Netbook is useful when you already have a PC at home like a Desktop so Netbook is your secondary PC & here you want to buy yourself a primary PC.

Using word, Excel or Powerpoint is indeed tough on a 10" Screen. However, you can do one good thing. Get yourself a good Netbook (I personally prefer Dell Inspiron mini) & a 15" widescreen LCD running at 1280X800 pixel resolution or 17" running at 1440X900 pixel resolution & a Wireless Keyboard & Mouse set. This way, you can use have your netbook's mobility & when you are in your room you can connect the netbook to the 17" Monitor & use that as a display for your netbook while using the wireless keyboard & Mouse to control the system. Netbook will act like a CPU.


----------



## Ecstasy (Feb 23, 2009)

^^Great idea, but I'm planning to go to Australia so I don't think I can carry a 17" monitor there or afford to buy one there.

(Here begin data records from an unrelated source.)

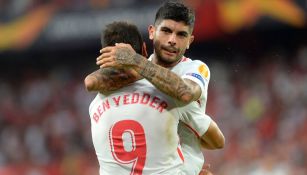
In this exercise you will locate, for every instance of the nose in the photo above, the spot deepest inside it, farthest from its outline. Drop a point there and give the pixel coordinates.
(172, 40)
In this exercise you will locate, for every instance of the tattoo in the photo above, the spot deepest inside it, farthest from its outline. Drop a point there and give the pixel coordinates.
(166, 81)
(110, 79)
(125, 56)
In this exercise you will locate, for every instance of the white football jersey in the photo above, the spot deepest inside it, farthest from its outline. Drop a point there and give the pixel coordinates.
(134, 131)
(195, 122)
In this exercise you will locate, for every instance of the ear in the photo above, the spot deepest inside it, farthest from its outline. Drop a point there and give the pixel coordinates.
(144, 50)
(190, 41)
(151, 31)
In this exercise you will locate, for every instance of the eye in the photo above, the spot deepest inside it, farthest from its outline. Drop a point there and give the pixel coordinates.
(183, 34)
(166, 30)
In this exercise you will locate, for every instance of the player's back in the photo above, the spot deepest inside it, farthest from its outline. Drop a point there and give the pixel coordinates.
(134, 131)
(195, 123)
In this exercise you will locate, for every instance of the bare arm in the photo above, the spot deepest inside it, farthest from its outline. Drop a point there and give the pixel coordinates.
(213, 138)
(164, 79)
(107, 79)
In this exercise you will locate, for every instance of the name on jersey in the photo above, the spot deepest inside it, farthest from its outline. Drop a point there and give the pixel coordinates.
(130, 99)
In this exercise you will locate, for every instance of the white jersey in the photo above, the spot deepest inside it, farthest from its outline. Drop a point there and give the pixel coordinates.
(196, 122)
(134, 131)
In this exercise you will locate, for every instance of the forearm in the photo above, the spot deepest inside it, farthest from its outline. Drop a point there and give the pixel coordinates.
(106, 80)
(165, 80)
(213, 138)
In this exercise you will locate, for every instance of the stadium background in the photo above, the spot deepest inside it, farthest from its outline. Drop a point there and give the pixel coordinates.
(256, 51)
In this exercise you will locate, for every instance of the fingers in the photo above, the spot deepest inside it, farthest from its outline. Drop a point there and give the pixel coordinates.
(107, 49)
(107, 64)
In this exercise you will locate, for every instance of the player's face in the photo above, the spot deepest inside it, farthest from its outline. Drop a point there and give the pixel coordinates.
(170, 40)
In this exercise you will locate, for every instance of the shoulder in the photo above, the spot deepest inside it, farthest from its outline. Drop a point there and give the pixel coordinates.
(93, 103)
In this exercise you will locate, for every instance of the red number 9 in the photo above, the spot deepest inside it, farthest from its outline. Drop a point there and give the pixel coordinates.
(128, 144)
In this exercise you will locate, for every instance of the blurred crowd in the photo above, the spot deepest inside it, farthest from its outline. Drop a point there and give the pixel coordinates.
(12, 8)
(260, 107)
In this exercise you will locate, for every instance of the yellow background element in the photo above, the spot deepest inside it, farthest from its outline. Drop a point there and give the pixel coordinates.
(22, 32)
(237, 14)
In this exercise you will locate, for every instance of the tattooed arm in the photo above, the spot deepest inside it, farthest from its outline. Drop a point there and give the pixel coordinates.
(163, 79)
(107, 79)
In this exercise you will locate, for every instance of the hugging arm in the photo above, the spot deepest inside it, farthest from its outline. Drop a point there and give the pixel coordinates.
(107, 79)
(213, 137)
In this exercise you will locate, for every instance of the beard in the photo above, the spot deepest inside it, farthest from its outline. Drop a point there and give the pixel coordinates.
(167, 62)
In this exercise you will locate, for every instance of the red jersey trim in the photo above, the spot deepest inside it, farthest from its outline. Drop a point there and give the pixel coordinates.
(180, 154)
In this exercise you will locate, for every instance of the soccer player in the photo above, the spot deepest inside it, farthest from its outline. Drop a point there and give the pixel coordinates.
(134, 129)
(172, 35)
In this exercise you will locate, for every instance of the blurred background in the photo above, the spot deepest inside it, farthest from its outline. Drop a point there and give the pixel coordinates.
(256, 51)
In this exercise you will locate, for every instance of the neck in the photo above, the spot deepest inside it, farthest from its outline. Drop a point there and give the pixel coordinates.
(163, 63)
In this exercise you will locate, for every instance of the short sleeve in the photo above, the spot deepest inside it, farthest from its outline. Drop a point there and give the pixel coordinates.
(198, 72)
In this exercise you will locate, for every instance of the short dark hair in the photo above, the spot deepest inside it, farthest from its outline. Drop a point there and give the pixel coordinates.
(177, 11)
(122, 32)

Which is the most economical notebook to buy as in I'm looking at let's say around 20-25k?


----------



## desiibond (Feb 23, 2009)

Acer aspire 4520 or 4530 I think is great model. 14"


----------



## gforce23 (Feb 23, 2009)

The Aspire 4520 is pretty bad in terms of specs: AMD Turion 64 X 2 (1.6GHz), 1GB RAM, 120GB Hard Drive and Vista Premium. Unless AMD has begun shipping ultra tweaked versions of its mobile processors, the Turion's battery life as I know it is quite appalling. My advice would be to stick with a netbook or an ultraportable 12" (assuming you can find one at that price) for that kind of budget. Either find a cheap C2D-based notebook or buy something like the LG X110 netbook, a virtual clone of the MSI Wind, which has the same 1GB RAM and a 160GB HDD to boot for circa Rs. 20k.


----------



## Pathik (Feb 23, 2009)

For an MBA, even a netbook will suffice. And will be much more portable. Get the Acer Aspire One. 15k.


----------



## Coool (Feb 23, 2009)

^ +1...get aspire one for 15k and save some bucks which may come pretty handy in australia


----------



## gxsaurav (Feb 23, 2009)

@ Pathik...

Netbook will not suffice as the primary PC for a MBA Student. He will soon get frustrated by it's small screen size.



> ^^Great idea, but I'm planning to go to Australia so I don't think I can carry a 17" monitor there or afford to buy one there.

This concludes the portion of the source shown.